El intendente de abastos miró a uno y a otro lado para asegurarse de que no hubiera alrededor oídos indiscretos. Entonces, tomando del brazo a su interlocutor, lo alejó del tapiz del fondo y lo condujo junto a uno de los ventanales.

—Habéis, como siempre, obrado con mesura y diligencia. El Espíritu Santo os ha inspirado. La criatura nació muerta. Laia es muy joven y vos sabéis que esto ocurre frecuentemente cuando se trata de primerizas. Además, contrajo unas fiebres. Por tanto, ¿a qué complicar las cosas? Mejor es que el relato quede como vos lo habéis explicado.

Eudald Llobet miró a los ojos al otro. Aunque seguía dudando de todo entendió que mejor sería dar el tema por zanjado y no andar buscando tres pies al gato. Martí le había dado su palabra de desposar a la muchacha y esperaba que el tiempo y la juventud de ambos borrara aquella triste historia e hiciera de ellos una pareja feliz, salvando de esta manera el honor de aquella criatura.

—Tal vez tengáis razón. ¿Cuándo va a regresar vuestra hija? Creo que ha llegado el momento de propiciar el encuentro de los jóvenes.

—Cierto, pero antes quiero tener una entrevista con Barbany me interesa conocer los resultados de su viaje y estar al corriente en primera mano sobre sus futuros proyectos. Como comprenderéis, en las actuales circunstancias nuestro trato habrá de variar, de alguna manera debo considerar que va a ser mi futuro yerno.

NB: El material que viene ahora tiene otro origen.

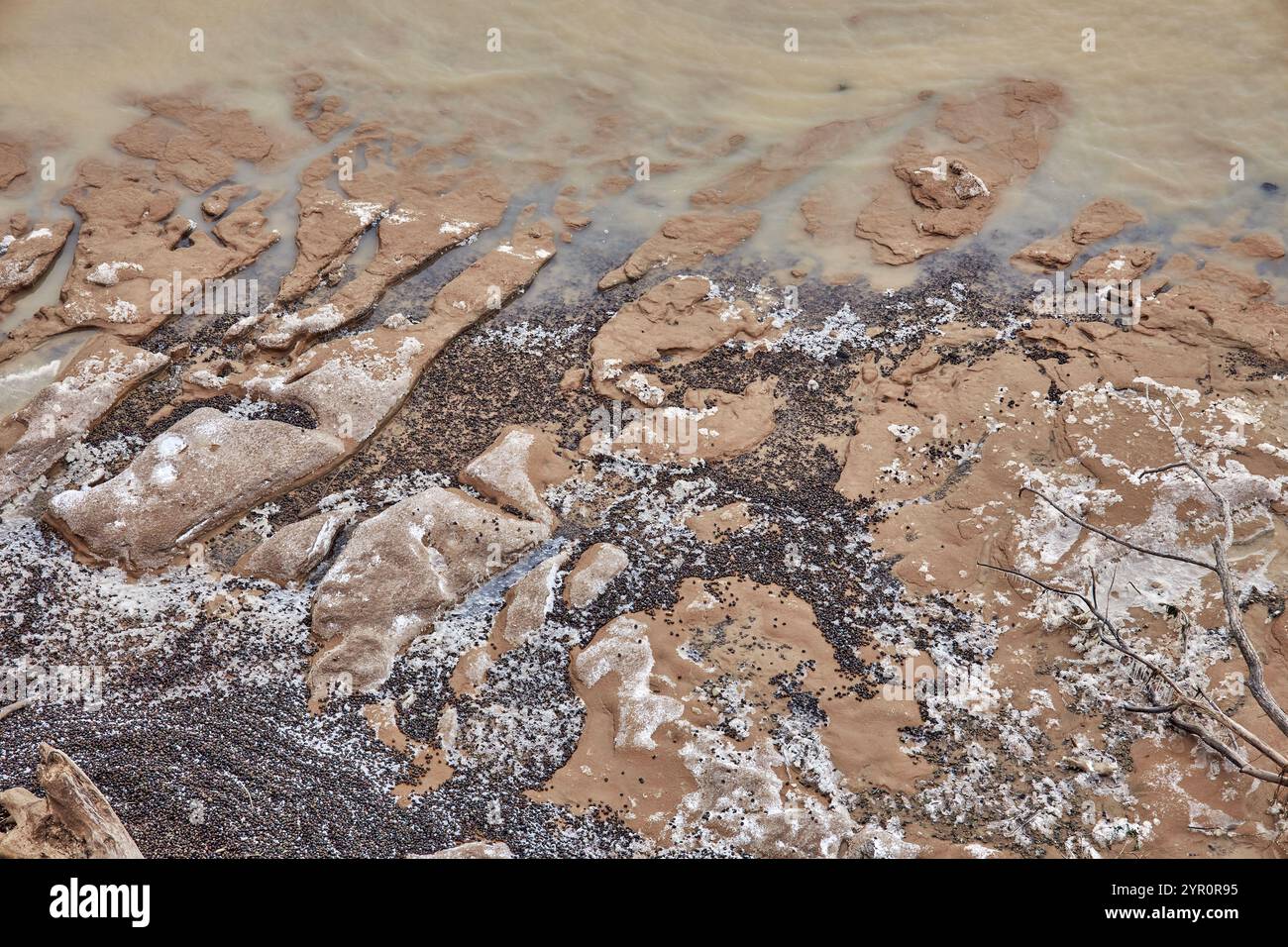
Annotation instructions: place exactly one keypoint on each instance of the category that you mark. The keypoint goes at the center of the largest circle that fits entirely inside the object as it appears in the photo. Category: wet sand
(626, 482)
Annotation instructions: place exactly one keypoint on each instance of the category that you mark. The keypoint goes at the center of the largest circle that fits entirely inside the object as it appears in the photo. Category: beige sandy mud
(40, 433)
(940, 192)
(675, 322)
(291, 553)
(204, 471)
(518, 468)
(682, 244)
(595, 569)
(130, 240)
(690, 740)
(1098, 221)
(399, 571)
(25, 257)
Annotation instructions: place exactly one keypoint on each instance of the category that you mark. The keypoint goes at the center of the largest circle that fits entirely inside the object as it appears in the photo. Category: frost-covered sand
(511, 523)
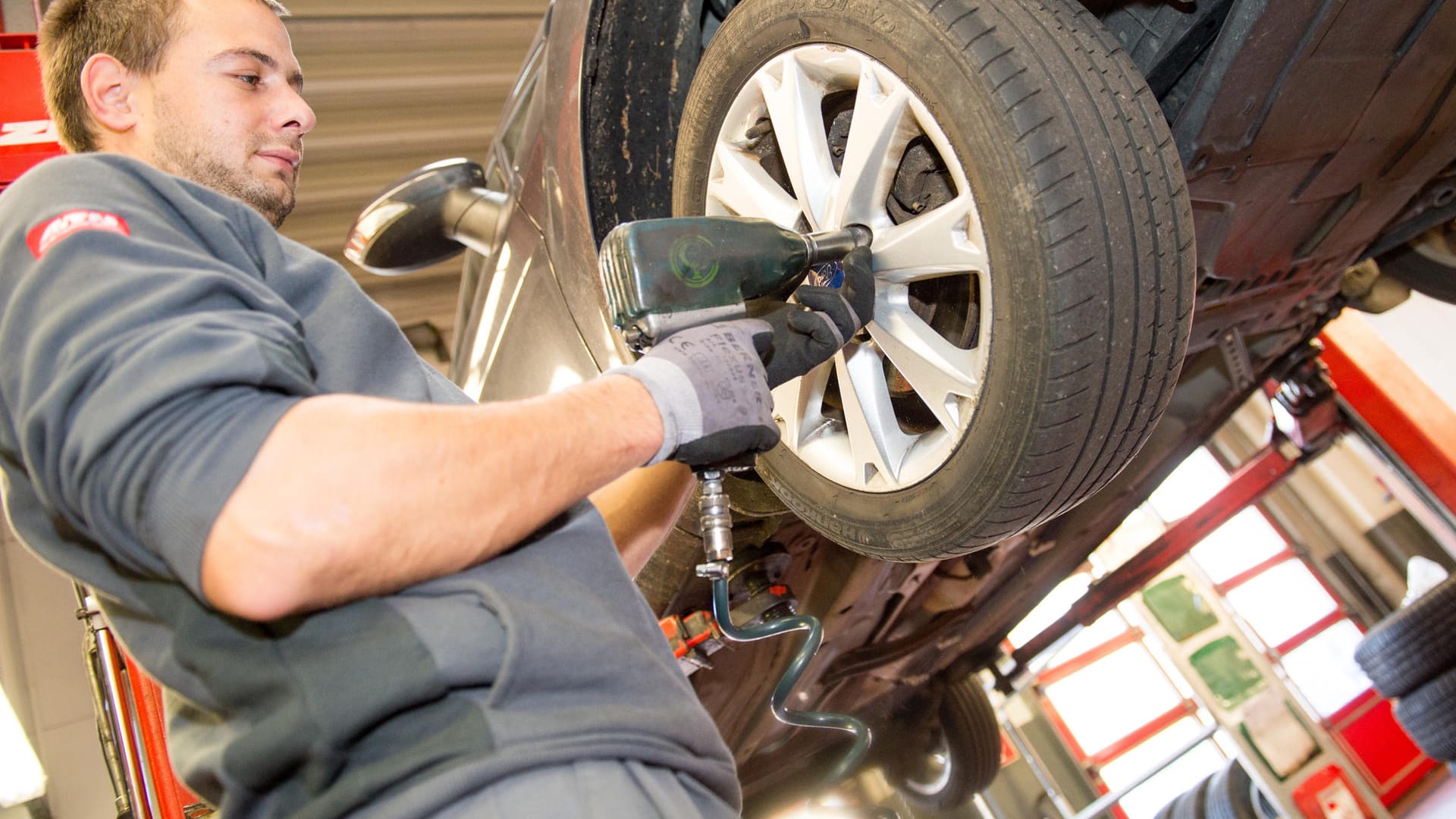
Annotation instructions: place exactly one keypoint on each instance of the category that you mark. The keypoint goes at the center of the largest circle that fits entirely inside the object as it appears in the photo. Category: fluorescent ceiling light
(20, 774)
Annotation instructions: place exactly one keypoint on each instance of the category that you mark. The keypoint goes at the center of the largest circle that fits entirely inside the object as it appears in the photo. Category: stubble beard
(180, 152)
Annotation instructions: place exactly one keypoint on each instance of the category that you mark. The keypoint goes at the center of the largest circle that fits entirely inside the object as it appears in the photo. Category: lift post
(1307, 422)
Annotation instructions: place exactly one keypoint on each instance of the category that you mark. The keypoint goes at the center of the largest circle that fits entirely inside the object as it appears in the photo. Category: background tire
(1429, 716)
(1191, 805)
(1432, 271)
(1088, 234)
(1413, 645)
(1231, 795)
(970, 741)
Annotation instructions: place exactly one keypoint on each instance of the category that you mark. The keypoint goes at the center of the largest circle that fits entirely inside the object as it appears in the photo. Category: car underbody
(1312, 136)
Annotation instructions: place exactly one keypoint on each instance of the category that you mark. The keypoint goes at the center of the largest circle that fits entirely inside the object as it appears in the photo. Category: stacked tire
(1226, 795)
(1411, 657)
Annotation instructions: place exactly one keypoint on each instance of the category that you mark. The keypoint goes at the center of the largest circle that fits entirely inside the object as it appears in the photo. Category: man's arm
(641, 509)
(386, 494)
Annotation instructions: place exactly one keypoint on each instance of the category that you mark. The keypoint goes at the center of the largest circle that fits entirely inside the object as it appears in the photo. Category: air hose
(715, 523)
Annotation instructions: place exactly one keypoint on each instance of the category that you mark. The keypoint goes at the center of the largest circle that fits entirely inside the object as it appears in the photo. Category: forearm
(354, 496)
(641, 509)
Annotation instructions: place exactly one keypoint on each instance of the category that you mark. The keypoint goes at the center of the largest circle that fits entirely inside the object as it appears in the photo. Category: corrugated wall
(395, 86)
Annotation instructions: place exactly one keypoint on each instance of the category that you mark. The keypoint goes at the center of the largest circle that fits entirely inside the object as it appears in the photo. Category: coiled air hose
(715, 523)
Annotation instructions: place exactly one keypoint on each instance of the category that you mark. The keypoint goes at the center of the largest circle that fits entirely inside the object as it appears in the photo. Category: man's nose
(296, 114)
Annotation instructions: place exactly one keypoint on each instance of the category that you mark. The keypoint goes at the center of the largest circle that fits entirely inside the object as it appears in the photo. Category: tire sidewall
(912, 44)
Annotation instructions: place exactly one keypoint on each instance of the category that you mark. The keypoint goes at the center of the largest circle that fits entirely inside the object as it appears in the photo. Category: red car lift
(131, 726)
(1307, 422)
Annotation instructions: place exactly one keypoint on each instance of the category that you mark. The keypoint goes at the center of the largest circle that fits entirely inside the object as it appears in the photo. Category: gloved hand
(711, 390)
(805, 338)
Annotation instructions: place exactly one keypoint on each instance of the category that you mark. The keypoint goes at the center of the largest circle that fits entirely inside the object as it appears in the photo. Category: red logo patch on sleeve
(47, 234)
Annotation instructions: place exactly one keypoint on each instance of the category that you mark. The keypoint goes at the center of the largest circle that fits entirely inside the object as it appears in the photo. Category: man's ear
(109, 91)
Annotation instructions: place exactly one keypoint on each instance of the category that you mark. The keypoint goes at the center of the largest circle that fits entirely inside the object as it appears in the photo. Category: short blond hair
(136, 33)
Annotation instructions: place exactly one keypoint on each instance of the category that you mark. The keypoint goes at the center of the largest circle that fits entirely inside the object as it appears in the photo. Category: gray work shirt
(153, 333)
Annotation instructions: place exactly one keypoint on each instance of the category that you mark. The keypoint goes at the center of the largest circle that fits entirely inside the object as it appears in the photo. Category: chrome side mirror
(427, 218)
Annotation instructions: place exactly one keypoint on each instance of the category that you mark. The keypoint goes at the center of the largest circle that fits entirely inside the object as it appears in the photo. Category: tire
(1074, 188)
(968, 741)
(1191, 805)
(1426, 265)
(1411, 646)
(1429, 717)
(1231, 795)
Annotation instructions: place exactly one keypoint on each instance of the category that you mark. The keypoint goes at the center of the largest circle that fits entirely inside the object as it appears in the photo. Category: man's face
(226, 107)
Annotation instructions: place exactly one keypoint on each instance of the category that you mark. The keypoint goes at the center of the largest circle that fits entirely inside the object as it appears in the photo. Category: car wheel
(1231, 795)
(1426, 264)
(1033, 251)
(1429, 717)
(1413, 645)
(957, 760)
(1191, 803)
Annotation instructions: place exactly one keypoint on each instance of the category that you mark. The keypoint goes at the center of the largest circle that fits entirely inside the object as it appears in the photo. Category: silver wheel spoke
(877, 139)
(940, 372)
(875, 438)
(800, 404)
(794, 107)
(851, 435)
(747, 190)
(934, 243)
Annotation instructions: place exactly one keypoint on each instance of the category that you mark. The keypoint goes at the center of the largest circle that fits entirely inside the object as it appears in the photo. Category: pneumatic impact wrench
(669, 275)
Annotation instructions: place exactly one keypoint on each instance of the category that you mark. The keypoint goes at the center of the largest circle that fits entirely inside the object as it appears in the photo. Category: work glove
(805, 338)
(710, 387)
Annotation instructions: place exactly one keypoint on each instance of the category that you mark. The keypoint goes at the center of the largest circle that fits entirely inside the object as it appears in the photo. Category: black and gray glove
(711, 390)
(805, 338)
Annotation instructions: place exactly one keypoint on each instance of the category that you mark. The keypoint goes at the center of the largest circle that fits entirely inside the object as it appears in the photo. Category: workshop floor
(1435, 802)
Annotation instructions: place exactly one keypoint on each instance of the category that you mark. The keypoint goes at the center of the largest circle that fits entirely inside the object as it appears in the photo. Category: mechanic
(364, 594)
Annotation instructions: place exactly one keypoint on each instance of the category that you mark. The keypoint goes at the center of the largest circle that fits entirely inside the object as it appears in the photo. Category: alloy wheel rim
(890, 409)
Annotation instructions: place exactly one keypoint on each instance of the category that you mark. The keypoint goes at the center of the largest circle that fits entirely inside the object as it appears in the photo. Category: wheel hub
(824, 136)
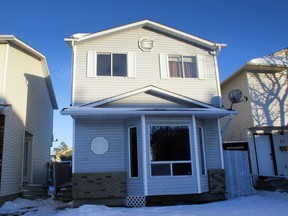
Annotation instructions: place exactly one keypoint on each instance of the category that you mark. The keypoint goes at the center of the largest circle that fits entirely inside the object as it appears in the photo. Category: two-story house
(146, 107)
(27, 102)
(263, 119)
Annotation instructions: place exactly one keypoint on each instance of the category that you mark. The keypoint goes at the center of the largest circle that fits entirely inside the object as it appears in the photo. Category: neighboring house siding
(237, 128)
(269, 98)
(147, 68)
(113, 160)
(31, 111)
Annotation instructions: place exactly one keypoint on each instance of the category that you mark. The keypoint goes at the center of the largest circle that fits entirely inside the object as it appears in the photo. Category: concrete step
(33, 192)
(273, 184)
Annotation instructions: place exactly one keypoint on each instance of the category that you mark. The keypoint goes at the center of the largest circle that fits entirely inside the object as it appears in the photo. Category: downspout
(227, 123)
(144, 154)
(73, 46)
(215, 54)
(4, 77)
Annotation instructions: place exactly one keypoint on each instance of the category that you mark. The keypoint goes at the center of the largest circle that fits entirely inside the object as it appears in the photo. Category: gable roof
(18, 43)
(82, 37)
(153, 89)
(270, 63)
(96, 109)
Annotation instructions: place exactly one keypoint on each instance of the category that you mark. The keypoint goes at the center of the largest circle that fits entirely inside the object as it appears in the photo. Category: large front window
(170, 151)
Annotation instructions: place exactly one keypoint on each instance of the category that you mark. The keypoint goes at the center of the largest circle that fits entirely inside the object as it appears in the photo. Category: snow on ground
(263, 203)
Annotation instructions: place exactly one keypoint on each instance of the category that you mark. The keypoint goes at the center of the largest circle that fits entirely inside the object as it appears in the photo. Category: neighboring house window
(111, 64)
(133, 152)
(170, 151)
(202, 153)
(182, 66)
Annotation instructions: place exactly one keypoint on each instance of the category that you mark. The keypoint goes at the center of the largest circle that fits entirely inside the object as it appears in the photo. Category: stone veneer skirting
(110, 189)
(99, 188)
(217, 182)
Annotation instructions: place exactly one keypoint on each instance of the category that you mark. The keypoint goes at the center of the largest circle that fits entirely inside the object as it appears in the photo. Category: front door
(265, 156)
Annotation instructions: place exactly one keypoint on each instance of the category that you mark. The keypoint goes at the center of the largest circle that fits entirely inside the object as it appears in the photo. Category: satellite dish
(235, 96)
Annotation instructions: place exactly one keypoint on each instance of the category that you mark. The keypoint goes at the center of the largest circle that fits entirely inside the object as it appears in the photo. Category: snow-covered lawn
(263, 203)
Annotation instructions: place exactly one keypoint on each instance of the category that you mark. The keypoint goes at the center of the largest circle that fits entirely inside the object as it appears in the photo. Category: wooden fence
(237, 170)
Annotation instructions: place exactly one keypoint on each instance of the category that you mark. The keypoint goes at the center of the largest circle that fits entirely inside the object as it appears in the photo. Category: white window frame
(170, 162)
(129, 152)
(111, 64)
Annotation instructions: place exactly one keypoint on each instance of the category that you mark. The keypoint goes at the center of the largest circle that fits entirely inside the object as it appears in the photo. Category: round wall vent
(99, 145)
(146, 44)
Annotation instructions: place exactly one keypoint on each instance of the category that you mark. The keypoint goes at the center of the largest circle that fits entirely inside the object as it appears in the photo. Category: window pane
(190, 68)
(160, 169)
(119, 65)
(133, 152)
(104, 65)
(169, 143)
(182, 169)
(175, 66)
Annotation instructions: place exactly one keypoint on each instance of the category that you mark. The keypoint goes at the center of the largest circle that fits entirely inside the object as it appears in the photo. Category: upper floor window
(111, 64)
(182, 66)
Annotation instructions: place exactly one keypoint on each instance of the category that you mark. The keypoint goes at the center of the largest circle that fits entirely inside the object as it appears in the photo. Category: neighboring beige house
(146, 106)
(263, 119)
(27, 102)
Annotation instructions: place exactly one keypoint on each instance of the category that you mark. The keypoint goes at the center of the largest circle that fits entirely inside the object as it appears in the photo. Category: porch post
(144, 154)
(196, 153)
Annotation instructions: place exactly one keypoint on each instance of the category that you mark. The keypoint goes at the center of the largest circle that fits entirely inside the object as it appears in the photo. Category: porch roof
(123, 112)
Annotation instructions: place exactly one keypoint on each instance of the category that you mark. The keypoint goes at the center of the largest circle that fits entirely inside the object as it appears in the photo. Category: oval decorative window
(99, 145)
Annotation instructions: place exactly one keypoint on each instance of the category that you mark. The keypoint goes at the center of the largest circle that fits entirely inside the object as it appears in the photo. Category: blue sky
(250, 28)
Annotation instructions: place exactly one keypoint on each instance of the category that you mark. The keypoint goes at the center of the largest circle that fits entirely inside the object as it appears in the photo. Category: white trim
(131, 64)
(144, 155)
(142, 111)
(220, 143)
(200, 64)
(196, 153)
(171, 162)
(74, 149)
(145, 89)
(2, 95)
(164, 66)
(91, 64)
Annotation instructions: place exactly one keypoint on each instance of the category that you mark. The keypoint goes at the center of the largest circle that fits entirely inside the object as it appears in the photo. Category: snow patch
(264, 203)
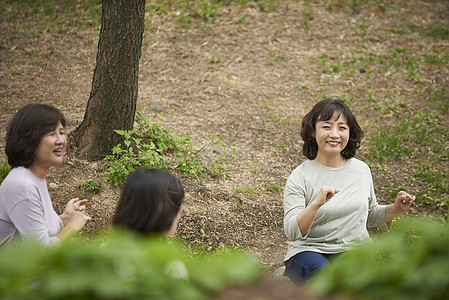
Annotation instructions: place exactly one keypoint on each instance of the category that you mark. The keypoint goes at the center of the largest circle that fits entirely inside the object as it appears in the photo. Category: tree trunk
(113, 97)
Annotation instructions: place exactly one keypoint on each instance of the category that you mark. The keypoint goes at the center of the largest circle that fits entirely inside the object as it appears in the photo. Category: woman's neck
(332, 162)
(38, 171)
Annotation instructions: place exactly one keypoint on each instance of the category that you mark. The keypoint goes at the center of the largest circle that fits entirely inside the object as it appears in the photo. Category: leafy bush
(151, 146)
(118, 266)
(410, 262)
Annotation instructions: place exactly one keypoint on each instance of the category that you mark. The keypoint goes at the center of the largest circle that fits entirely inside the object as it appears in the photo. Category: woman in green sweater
(329, 199)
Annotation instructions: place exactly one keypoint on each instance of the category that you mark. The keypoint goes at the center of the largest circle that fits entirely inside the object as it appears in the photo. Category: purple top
(26, 210)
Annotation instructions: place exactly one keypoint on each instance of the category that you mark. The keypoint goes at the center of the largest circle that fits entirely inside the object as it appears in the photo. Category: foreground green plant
(411, 262)
(119, 266)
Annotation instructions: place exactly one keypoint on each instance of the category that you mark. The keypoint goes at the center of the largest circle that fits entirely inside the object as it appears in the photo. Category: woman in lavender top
(35, 142)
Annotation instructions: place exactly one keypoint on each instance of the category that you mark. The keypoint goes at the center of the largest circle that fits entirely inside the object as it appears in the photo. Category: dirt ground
(239, 87)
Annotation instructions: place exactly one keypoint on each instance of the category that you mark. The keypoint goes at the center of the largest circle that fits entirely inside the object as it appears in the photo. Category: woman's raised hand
(325, 194)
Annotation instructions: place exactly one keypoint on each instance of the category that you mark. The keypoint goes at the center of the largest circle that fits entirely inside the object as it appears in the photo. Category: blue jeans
(300, 267)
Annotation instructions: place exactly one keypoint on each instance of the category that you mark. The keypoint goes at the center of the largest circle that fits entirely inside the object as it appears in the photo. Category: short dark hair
(323, 111)
(149, 202)
(26, 129)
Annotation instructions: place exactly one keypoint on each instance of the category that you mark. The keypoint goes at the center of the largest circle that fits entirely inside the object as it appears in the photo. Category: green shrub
(151, 146)
(119, 266)
(410, 262)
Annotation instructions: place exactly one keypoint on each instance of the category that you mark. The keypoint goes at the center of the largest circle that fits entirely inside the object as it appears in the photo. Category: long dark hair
(149, 202)
(323, 111)
(26, 129)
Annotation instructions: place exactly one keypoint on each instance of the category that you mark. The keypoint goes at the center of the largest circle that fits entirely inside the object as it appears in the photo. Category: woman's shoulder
(21, 178)
(358, 164)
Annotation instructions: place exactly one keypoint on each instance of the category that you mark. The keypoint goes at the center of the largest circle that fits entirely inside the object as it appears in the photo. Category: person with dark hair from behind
(35, 142)
(329, 199)
(150, 202)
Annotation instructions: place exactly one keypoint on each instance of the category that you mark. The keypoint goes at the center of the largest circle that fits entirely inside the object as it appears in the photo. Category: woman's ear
(174, 224)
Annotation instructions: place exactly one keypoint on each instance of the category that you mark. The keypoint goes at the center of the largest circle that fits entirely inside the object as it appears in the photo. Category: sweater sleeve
(28, 218)
(294, 203)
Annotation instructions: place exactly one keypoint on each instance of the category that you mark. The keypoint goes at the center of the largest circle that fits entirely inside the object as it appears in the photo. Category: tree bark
(113, 97)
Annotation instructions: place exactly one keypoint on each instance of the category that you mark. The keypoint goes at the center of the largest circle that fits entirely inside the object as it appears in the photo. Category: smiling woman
(35, 142)
(329, 199)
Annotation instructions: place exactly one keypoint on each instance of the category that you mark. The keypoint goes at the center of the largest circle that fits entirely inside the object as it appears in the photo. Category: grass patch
(5, 168)
(438, 97)
(435, 31)
(407, 263)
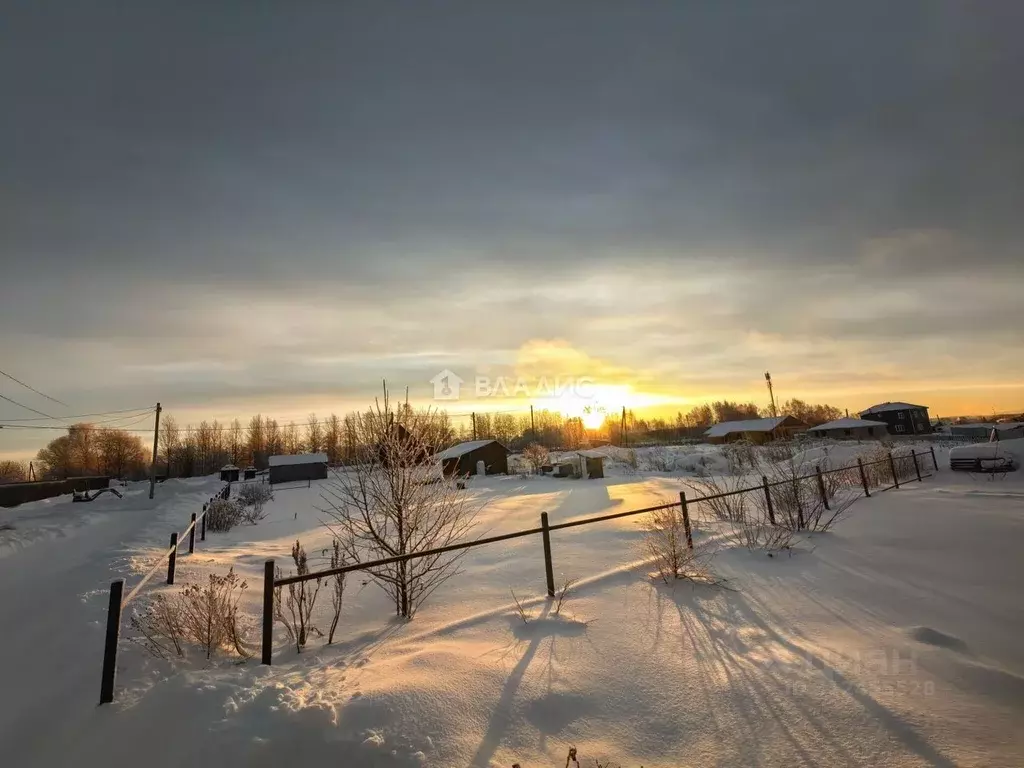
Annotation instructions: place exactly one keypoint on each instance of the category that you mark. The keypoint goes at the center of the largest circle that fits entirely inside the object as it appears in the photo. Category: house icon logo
(446, 385)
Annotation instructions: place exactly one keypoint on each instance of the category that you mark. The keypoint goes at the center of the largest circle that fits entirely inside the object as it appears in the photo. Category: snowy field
(892, 640)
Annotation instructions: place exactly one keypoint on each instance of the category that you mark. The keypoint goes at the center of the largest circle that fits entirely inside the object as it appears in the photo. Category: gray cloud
(236, 194)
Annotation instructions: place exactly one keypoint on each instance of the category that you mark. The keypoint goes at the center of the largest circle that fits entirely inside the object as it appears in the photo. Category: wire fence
(168, 559)
(782, 497)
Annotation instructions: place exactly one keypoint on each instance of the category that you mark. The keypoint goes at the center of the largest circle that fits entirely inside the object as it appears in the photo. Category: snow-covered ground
(893, 640)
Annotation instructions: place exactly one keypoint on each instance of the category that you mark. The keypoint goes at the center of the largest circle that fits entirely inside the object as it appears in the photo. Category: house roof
(898, 406)
(745, 425)
(284, 461)
(465, 448)
(848, 423)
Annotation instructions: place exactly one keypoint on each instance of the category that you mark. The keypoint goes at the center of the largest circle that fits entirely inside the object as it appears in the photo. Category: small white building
(851, 429)
(288, 468)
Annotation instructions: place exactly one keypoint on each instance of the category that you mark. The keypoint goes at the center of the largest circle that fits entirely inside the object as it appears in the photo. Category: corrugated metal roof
(848, 423)
(747, 425)
(882, 407)
(464, 448)
(282, 461)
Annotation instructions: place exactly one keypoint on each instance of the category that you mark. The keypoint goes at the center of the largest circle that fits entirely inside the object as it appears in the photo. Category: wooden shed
(851, 429)
(469, 458)
(297, 467)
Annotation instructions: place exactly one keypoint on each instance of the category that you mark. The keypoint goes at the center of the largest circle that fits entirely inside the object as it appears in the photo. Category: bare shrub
(395, 502)
(665, 542)
(295, 608)
(253, 498)
(657, 460)
(519, 609)
(207, 616)
(718, 496)
(797, 498)
(563, 592)
(537, 456)
(222, 515)
(337, 587)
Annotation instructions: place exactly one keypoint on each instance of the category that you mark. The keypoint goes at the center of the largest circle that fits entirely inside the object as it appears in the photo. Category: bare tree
(392, 502)
(314, 434)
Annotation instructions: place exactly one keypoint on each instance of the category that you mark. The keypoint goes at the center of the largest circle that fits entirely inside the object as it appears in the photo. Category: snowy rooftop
(848, 423)
(283, 461)
(747, 425)
(890, 407)
(462, 449)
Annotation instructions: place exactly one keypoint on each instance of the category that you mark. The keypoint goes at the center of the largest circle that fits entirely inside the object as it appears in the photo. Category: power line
(41, 394)
(83, 416)
(19, 404)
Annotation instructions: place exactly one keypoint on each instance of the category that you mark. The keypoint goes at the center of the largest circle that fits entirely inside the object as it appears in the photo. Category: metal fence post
(821, 485)
(863, 477)
(771, 508)
(111, 642)
(686, 520)
(171, 557)
(549, 571)
(267, 611)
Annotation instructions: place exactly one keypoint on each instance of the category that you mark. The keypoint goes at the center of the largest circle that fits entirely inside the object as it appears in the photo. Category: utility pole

—De cualquier manera, que los jóvenes se encuentren, es una prioridad.

—La semana próxima haré ir a buscar a mi hija. Creo que lo apropiado fuera que vos y vuestro protegido acudierais a mi casa a cenar. A la hora del postre Laia se uniría a nosotros y así ella y Martí podrían hablar, desde luego en nuestra presencia. Ya sabéis lo que dice el refrán: «El hombre es fuego, la mujer estopa; viene el diablo y sopla—.